Guantanamo Bay detainees may not challenge their detention in U.S. courts, a federal appeals court said Tuesday in a ruling upholding a key provision of a law at the center of President Bush’s anti-terrorism plan.

The U.S. Court of Appeals for the District of Columbia Circuit ruled 2-1 that civilian courts no longer have the authority to consider whether the military is illegally holding foreigners.

Barring detainees from the U.S. court system was a key provision in the Military Commissions Act, which Mr.

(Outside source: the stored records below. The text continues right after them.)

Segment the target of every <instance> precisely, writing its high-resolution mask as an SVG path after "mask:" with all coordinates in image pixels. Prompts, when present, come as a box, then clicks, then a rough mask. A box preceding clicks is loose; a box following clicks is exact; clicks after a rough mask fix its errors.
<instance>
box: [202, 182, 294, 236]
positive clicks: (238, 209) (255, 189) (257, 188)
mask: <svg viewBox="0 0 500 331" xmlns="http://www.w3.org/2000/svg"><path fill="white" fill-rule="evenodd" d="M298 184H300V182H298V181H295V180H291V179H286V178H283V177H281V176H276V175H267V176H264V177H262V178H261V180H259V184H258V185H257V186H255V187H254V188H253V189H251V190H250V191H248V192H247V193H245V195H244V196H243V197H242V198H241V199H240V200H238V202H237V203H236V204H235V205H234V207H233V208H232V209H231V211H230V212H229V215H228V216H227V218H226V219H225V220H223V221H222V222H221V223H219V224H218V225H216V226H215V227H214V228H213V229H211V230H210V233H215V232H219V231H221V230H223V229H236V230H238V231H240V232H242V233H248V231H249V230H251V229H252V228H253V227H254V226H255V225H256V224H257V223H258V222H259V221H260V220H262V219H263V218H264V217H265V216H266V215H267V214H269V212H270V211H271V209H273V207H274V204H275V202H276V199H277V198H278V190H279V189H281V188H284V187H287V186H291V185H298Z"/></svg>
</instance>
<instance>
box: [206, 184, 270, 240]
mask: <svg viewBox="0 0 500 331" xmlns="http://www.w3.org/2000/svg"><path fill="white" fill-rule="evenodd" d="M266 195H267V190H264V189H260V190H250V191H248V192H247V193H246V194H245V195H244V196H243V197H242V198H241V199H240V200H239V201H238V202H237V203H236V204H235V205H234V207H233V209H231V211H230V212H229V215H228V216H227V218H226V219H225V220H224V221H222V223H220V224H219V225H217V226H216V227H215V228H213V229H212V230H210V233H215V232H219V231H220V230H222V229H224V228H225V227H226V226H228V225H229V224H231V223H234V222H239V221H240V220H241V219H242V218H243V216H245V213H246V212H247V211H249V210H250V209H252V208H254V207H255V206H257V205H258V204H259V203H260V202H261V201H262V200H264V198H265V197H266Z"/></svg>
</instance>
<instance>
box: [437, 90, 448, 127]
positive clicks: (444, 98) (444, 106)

Bush pushed through Congress last year to set up a system to prosecute terrorism suspects.

The ruling is all but certain to be appealed to the Supreme Court, which last year struck down the Bush administration’s original plan for trying detainees before military commissions.

Update: In a later edition of the story, the AP reports that that “attorneys for the detainees immediately said they would appeal the ruling to the Supreme Court.”

For those interested in a nitty-gritty breakdown of the decision, Marty Lederman’s got your fix. “The only reason” [Gitmo detainees] are not entitled to habeas rights,” he writes on the majority opinion, “is that their U.S. captors chose to turn left and take them to the U.S.-run facility in GTMO, rather than turning right to go to a U.S. facility in say, South Carolina.”